Like the entire U.S. Constitution, it is a contract for the People, where “people” are citizens.  It was never intended to be a way to block authority from removing mass illegal border invaders or foreign criminals.  Neither is the Fourth Amendment a blanket right extended under vague human rights ideology.

By deceptively arguing for alien Fourth Amendment protection, the partisan lawyers are opening up a fascinating issue: What criminal laws apply to U.S. citizens who illegally harbor illegal aliens?

More than harboring illegals, this is merely part of a long line of prior criminal acts.  It is the last line of explicit criminal planning that began with illegally opening the southern border under the Biden administration; inducing alien-smuggling and human-trafficking; standing down border and police enforcement; illegally transporting migrants by private chartered jet into dozens of U.S. cities; providing unauthorized federal disbursements including credit cards, cell phones, driver’s licenses, and commandeered hotel housing; illegally facilitating university asylum and free legal defense and even voting privileges; using illegals as political bait against ICE to provoke riots and protests, and conspiring with MSM to incite dangerous public protest ideology, social division and violence; and finally invoking a fraudulent Fourth Amendment right by inserting them in residential homes.

There is an interesting US Code that may apply: 1907.Title 8, USC 1324(a) Offenses, which  “prohibits alien smuggling, domestic transportation of unauthorized aliens, concealing or harboring unauthorized aliens, encouraging or inducing unauthorized aliens to enter the United States, and engaging in a conspiracy or aiding and abetting any of the preceding acts.  Subsection 1324(a)(2) prohibits bringing or attempting to bring unauthorized aliens to the United States in any manner whatsoever, even at a designated port of entry.”

By this reading, it appears that ICE and other federal law enforcement should not only directly extract illegal migrants who are being concealed inside private homes, but should also arrest and remove the homeowners who are aiding and abetting the entire DNC illegal migrant program.  It amounts to not only criminal conspiracy, but the settled law on vicarious liability.

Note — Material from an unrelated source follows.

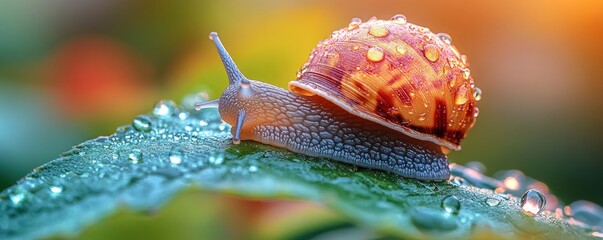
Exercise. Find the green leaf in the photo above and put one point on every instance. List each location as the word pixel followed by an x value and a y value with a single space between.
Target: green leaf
pixel 142 166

The NYT lawyers apparently overlook what happens when a person recklessly harbors an illegal alien and criminal: they create a relationship with that alien that makes them an agent, and therefore invokes what is known in law as respondeat superior (“let the master answer”).  This puts the homeowner under strict liability. 

But it does more: It draws citizens into the entire criminal web of DNC border crime.  How many homeowners have been advised of their rights before they assign their property to a political party criminal program?

Perhaps the “top” lawyers who write in the NYT, absurdly arguing Fourth Amendment privilege for harbored illegal aliens, should instead advise U.S. citizens of the relevant U.S. Code against such criminal agency.  In that case, it is the Sixth Amendment that can’t be wished away.